Could everyone write one simple essay about something that once happened in Saltaire…that they saw or were a part of…and put it on one big website? Somebody should collect a lot of stories before we all forget. Otherwise it is like a line in “On The Beach” : The history of the war that now would never be written.” -(JO'H)

Tuesday, May 3, 2011

Saltaire through the Eyes of Andy Logan

"Hit her" said Ed Koch to his chauffeur as a little lady walked near his limo in the parking lot of City Hall.
The "her" of course, was Saltaire's ANDY LOGAN, a/k/a MRS LYON, mom of Jon and his siblings of Broadway and Harbor Prom.
Andy Logan came to New York from Ohio or somewhere after Swarthmore, adopted the name of her hero, New Yorker writer E.B. White, and, in what had to be a dream job, got a job writing for that magazine for the rest of her life. Koch's dream of running her down was never realized, but that remark shows the kind of great journalist Andy Logan was. Her papers are archived in the New York Public Library "Andy Logan" collection.

Andy sometimes wrote the Saltaire column for the Fire Island News. Below is a piece she wrote for the Fire Island Guide in 1966. More on Andy's Curriculum Vitae follows the article.
Article and pictures copyright Trigar Publications, 1966:

More on Andy Logan. From the NYPL site:

Isabel Ann "Andy" Logan was a journalist who wrote for the New Yorker magazine from 1942 through the 1990s. Born in Cleveland in 1920, she was raised in Lakewood, Ohio and Chandler, North Carolina and attended Swarthmore College (B.A. 1942).

Immediately after graduation Logan was hired by the New Yorker magazine as a "Talk of the Town" reporter. Her early, unsigned pieces for that column chronicled daily life in wartime New York City. In later years, Logan wrote articles about the Nuremberg war crime trials, essays on New York City history and politics, biographical profiles and an annual review of Christmas toys. In 1943, Logan married Charles S. Lyon, a lawyer who served as deputy chief prosecutor at the Nuremberg war crime trials. Lyon was later a United States assistant attorney general and a professor at the New York University School of Law. The couple had seven children.

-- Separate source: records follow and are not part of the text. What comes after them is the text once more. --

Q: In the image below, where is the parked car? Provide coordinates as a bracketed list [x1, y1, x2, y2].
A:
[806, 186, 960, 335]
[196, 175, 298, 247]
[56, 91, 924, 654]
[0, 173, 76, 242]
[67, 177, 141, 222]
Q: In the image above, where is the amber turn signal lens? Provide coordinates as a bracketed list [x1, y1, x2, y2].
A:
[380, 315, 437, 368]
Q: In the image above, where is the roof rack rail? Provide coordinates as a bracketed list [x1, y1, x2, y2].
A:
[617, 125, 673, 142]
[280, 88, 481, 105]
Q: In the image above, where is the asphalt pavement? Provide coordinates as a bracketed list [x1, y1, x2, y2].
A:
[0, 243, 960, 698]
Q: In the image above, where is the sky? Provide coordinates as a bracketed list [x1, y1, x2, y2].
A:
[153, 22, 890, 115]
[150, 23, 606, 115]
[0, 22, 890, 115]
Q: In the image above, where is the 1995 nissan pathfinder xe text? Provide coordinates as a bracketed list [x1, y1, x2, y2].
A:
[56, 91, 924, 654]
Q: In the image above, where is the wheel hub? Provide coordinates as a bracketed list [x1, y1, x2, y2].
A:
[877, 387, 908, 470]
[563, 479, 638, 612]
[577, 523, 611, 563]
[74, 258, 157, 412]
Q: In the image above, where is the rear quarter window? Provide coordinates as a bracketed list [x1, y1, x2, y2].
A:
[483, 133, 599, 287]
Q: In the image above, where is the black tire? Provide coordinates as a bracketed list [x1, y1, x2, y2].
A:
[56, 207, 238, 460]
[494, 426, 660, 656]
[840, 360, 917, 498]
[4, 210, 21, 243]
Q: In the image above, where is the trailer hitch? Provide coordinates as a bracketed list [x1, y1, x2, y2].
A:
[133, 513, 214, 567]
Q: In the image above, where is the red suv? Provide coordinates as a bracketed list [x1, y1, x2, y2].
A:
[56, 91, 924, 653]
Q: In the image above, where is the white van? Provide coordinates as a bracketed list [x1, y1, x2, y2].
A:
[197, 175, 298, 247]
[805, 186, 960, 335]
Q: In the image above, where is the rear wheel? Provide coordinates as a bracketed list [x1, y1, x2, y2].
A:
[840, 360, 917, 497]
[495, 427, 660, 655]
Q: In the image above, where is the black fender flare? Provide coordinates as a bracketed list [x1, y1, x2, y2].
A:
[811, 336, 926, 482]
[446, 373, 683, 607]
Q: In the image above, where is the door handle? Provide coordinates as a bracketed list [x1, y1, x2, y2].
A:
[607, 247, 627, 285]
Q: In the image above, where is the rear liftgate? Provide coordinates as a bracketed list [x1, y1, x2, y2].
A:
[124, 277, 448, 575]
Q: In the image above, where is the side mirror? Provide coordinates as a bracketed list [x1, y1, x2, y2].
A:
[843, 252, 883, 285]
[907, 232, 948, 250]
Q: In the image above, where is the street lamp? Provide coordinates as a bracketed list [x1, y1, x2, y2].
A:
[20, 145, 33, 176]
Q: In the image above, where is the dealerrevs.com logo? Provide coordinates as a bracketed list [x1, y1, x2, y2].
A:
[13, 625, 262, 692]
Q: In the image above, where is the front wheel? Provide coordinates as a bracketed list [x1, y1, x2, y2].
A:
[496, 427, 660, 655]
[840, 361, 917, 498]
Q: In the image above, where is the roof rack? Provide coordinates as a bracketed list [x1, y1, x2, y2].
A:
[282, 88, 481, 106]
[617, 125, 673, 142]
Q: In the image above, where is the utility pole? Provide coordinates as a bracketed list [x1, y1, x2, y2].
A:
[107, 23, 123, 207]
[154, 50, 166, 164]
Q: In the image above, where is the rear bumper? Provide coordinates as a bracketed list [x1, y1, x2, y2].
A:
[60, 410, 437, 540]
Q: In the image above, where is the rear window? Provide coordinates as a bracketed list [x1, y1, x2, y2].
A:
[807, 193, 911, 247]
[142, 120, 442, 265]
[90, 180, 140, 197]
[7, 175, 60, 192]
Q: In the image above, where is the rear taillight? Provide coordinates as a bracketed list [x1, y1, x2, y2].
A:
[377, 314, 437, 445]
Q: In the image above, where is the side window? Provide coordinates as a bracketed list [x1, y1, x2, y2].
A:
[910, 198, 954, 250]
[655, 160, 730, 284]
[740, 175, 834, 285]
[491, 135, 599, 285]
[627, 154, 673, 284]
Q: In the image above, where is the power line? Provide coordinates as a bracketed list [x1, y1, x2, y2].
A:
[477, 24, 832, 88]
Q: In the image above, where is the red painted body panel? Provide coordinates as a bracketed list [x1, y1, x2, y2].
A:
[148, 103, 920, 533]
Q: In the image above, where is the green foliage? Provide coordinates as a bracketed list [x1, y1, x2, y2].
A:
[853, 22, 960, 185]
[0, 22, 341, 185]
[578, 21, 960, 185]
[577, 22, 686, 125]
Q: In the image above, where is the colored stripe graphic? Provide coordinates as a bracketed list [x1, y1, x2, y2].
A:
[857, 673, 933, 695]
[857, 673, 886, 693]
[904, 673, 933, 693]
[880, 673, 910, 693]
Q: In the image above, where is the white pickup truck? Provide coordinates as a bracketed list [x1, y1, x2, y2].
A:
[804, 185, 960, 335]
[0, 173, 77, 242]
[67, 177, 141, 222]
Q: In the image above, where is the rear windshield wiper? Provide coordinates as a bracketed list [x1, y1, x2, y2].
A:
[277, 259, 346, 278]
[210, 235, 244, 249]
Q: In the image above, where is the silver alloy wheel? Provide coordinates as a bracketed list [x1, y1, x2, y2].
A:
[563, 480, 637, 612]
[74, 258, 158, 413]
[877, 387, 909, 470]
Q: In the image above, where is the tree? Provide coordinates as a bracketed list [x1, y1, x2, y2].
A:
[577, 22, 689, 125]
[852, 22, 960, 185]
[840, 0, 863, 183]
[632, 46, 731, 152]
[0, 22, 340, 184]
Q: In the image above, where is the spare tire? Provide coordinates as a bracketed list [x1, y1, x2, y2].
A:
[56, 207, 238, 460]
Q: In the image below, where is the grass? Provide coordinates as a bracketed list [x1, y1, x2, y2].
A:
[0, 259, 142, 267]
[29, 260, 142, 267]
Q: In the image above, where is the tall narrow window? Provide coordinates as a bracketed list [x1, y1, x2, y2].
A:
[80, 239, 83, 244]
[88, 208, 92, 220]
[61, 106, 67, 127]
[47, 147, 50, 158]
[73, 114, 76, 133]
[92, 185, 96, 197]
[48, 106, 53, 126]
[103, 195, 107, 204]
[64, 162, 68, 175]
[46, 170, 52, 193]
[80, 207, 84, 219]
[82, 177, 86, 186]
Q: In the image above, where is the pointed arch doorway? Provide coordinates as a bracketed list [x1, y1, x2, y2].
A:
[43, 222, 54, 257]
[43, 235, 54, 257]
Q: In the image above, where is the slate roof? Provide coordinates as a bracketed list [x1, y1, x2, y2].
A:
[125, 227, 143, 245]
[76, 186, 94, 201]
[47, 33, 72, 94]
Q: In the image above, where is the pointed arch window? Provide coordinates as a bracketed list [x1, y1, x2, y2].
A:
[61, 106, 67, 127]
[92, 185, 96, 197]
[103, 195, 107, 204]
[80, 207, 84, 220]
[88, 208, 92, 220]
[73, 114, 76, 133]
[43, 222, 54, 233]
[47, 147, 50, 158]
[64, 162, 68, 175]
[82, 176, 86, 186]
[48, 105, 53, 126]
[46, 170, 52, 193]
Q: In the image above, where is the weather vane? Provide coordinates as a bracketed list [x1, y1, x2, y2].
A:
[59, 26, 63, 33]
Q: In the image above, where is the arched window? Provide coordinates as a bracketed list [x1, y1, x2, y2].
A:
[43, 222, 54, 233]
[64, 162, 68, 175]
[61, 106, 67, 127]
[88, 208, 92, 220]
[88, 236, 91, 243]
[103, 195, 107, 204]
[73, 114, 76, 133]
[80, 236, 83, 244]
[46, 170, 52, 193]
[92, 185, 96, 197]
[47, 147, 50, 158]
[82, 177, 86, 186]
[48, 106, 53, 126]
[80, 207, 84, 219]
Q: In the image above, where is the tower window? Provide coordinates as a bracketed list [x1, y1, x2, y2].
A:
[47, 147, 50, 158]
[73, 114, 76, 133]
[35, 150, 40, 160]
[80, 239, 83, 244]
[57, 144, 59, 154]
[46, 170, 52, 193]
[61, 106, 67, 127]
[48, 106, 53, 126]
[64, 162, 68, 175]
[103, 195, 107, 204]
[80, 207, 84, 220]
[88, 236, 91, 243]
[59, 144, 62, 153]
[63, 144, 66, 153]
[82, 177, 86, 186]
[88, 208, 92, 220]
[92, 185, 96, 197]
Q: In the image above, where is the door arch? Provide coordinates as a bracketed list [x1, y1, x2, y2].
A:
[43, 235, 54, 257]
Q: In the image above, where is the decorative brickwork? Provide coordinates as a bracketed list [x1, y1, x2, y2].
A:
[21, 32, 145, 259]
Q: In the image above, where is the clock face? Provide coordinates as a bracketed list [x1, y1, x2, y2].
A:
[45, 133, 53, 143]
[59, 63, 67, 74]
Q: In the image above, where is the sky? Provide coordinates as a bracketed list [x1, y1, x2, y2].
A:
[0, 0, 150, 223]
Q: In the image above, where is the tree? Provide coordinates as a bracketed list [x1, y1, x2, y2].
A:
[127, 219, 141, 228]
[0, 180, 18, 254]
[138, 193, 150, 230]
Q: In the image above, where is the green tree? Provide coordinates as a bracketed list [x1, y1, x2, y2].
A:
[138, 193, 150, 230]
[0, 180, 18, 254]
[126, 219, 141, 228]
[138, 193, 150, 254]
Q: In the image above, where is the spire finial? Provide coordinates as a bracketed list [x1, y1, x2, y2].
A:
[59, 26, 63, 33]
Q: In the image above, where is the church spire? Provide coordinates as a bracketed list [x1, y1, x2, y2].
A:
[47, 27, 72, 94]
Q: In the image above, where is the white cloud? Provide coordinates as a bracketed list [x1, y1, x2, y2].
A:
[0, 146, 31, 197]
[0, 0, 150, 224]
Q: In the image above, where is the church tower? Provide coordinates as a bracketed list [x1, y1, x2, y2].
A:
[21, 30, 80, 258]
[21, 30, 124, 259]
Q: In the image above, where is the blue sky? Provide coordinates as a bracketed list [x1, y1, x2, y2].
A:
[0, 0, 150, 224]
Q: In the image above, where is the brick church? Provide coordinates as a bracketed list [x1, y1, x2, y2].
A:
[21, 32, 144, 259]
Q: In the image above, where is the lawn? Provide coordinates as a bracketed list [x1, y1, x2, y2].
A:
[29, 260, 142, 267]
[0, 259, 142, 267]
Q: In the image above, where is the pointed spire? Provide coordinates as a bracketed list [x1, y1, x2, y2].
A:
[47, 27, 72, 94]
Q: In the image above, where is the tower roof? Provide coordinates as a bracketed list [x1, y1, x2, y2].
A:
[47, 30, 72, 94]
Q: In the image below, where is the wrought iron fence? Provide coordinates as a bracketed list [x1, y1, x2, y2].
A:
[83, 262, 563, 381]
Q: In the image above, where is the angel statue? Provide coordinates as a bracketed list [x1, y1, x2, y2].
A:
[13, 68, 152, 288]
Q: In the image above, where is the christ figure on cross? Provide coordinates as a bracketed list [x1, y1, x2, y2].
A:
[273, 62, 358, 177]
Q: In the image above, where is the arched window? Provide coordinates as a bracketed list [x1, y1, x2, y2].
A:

Andy Logan authored two books, The Man Who Robbed the Robber Barons (1965) and Against the Evidence; the Becker-Rosenthal Affair (1970) both concerned with criminal scandals in Guilded Age New York City. In 1969, The New Yorker inaugurated Logan's "Around City Hall" column which focused on local politics and the mayoralty. In her meticulously researched essays for the column, Logan documented five successive mayoral administrations. At the end of her career Logan was recognized by The New York Times as "the dean of the City Hall Press corps." Andy Logan died in New York City on November 21, 2000.

1 comment:

Mary said...

Love this write-up, Jim. And, of course, the pics. How many "kids" can we pick out of this photo? Patsy, Terry Keegan, Barbara Keegan. Is that Sally Standard standing next to the bike? Why do I think it looks like her? Who else is in this pic? And, what are they all looking at?